We suggest the following synoptic model of heavy rain in the Sichuan Basin. Due to the unique northeast-southwest–trending topography of the Plateau Basin, high-latitude cold air invades the Sichuan Basin from the Chuanxi Plain through the ABL. The ABL dynamic trigger is an important mechanism for the occurrence of heavy rain in the Sichuan Basin.
Summary and Conclusions
Due to the unique topography of the Tibetan Plateau and the Sichuan Basin, the ABL wind field at Chengdu (near the eastern edge of the Plateau) exhibits regional significance. Influenced by the northeast-southwest–trending topography on the eastern edge of Tibetan Plateau, the ABL exhibits alternate northeast and southwest winds. The regular variation between the two winds is the result of the interaction between the topography and the circulation.
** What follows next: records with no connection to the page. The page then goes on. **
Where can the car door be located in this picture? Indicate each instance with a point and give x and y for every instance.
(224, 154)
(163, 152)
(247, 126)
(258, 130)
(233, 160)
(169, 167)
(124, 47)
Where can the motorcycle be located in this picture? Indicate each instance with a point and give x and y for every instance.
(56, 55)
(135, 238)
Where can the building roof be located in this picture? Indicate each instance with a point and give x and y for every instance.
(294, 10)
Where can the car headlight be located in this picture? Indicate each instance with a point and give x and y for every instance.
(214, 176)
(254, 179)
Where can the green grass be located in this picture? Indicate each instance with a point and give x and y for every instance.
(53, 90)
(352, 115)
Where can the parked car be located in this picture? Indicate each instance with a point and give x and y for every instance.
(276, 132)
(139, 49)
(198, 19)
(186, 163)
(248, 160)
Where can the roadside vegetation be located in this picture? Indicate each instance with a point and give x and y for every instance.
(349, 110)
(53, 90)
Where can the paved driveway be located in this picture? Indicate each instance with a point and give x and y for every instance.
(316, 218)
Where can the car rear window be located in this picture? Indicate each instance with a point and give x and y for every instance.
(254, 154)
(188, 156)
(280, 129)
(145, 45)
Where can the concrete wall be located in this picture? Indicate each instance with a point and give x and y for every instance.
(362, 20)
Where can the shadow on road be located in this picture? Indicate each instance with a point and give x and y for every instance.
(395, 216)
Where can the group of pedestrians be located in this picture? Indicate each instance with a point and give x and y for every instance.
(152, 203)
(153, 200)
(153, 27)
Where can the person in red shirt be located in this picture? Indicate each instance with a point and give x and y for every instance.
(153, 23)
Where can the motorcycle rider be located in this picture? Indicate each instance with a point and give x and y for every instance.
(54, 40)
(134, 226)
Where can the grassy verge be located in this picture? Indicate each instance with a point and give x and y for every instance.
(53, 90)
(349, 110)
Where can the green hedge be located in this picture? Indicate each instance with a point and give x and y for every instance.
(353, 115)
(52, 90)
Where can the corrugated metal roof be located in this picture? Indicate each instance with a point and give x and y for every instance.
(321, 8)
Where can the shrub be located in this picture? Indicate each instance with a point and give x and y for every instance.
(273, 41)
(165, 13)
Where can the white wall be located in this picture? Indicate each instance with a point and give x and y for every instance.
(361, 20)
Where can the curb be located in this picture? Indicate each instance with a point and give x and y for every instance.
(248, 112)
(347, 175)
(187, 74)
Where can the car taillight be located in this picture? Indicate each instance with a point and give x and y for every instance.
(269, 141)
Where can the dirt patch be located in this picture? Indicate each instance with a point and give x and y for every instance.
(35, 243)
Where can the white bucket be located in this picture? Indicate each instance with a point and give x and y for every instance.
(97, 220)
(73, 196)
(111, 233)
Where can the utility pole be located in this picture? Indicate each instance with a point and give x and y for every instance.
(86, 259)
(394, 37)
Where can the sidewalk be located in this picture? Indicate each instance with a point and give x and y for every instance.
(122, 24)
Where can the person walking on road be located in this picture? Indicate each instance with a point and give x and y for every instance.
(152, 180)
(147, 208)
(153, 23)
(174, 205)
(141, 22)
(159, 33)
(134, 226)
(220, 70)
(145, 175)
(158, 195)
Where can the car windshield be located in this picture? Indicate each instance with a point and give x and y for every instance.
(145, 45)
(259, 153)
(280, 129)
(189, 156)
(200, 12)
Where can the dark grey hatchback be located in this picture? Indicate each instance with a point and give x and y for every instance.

Chengdu station is a key measuring and prediction point for severe convective weather, such as heavy rain, in the Sichuan Basin. When the ABL at Chengdu consists of a northeast wind, there will be a cyclonic flow field in the ABL of the Sichuan Basin corresponding with heavy rain. When the ABL at Chengdu consists of a southwest wind, there will be an anticyclonic flow field in the ABL of the Sichuan Basin corresponding with dry weather. The formation, maintenance, and disappearance of the ABL northeast wind at Chengdu predict the occurrence, development, and end of severe convective weather in the Sichuan Basin.
Due to the northeast-southwest–trending topography of the Tibetan Plateau and the Sichuan Basin, high-latitude cold air invades the Sichuan Basin along the Chuanxi Plain near the eastern edge of the Plateau, through the ABL. The ABL dynamic trigger is related to the occurrence and development of severe convective weather in the Sichuan Basin.
The ABL wind field on the eastern edge of Tibetan Plateau is in the focus of this paper. This work highlights the importance of including air temperature and humidity of the ABL in future work.